MDGAR }o--||UserGroup: "defines acces for users in"
UserGroup {
string identifier PK "e.g. CogPDim-uploader"
}
Pseudonyms
Pseudonyms are identifiers for data subjects. In PEP, a Polymorphic Pseudonym (PP) is used. Polymorphic pseudonyms can be randomized at every step, making a direct comparison of identifiers in different contexts impossible. However, they can be transformed to deterministic local pseudonyms that can be used to identify records.
- A PP is calculated based on the Origin ID of the Data Subject.
- The so generated PP is stored once (•) at registration time on the Access Manager.
- At the time of data subject registration, a set of Reference IDs is generated. These are short, human readable pseudonyms (•) which are connected to a single data source. The Reference IDs are stored as regular entries of a specific Column (and therefore encrypted) in the PEP Repository Storage Facility. These Reference IDs have no additional cryptographic functionality.
-
The PP is used to produce a set of (encrypted) local pseudonyms, which are invariable (stable) once defined, and have a meaning only in the context where they are used (in a decrypted form), such as:
- A Local Pseudonym for the User(Group) is produced from a Polymorphic Pseudonym when a User has interaction with the PEP Repository. This Local Pseudonym for the User identifies the data subject.
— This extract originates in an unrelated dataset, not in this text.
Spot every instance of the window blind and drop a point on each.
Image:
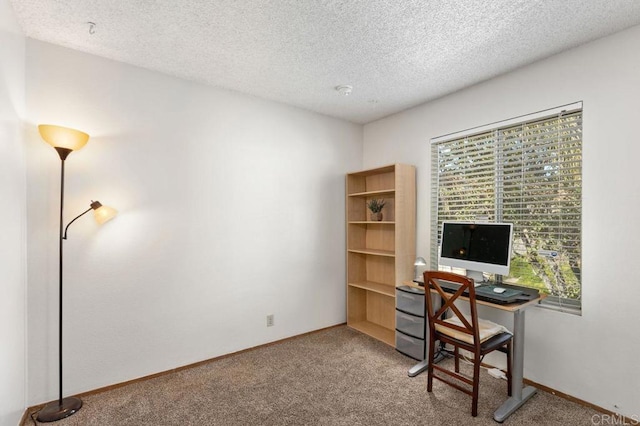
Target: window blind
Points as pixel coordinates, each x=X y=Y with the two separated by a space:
x=527 y=173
The Local Pseudonym for the User is unique for the User Group, and it is static over time/multiple downloads. The Data Administrator has his own Pseudonymisation Domain and therefore his own Local Pseudonyms.
- A Brief Local Pseudonym. The Local Pseudonym for the User is shortened for usability reasons, while retaining its uniqueness. Users of the PEP Repository downloading data or uploading derived data will only see and use this Brief Local Pseudonym, and no other pseudonyms.
- A Local Pseudonym for the Transcryptor, where it is stored and used to identify all data linked to the same data subject.
- A Local Pseudonym for the Storage facility, where it is stored and used to identify all data linked to the same data subject.
- A Local Pseudonym for the Access Manager, where it is stored and used to perform access control checks matching the pseudonyms (Subject Groups) and the usernames to access rules.
(•) Notes: * In a future release the PP will be used only once, initially, to avoid risks involved with storing and reusing the PP. This means that a translation mechanism between different local pseudonyms will replace the central function of the PP. * Reference IDs are constructed by combining a random number, an ID for the study (POM), an ID for the visit (1, 2 or 3) or study-related topics and an ID for the sample/Column (VS, HQ etc.). The last 2 digits contain an integrity check of the Reference ID. This supports and ensures the correct processing of the data, as opposed to the PP, which is not human-readable and does not fit to stickers used to identify samples.
Identifiers for uploading data
At the time data need to be uploaded two different paths are available to the user:
1) Users uploading raw data, labeled by a Reference ID, use this Reference ID as an identifier. After uploading the data, the Reference ID has no further use or significance within PEP. 2) Users uploading derived data (derived from data they have obtained through the PEP system) use the (Brief) Local Pseudonym or a Polymorphic Pseudonym as an identifier. The Polymorphic Pseudonym route may be disabled in the future.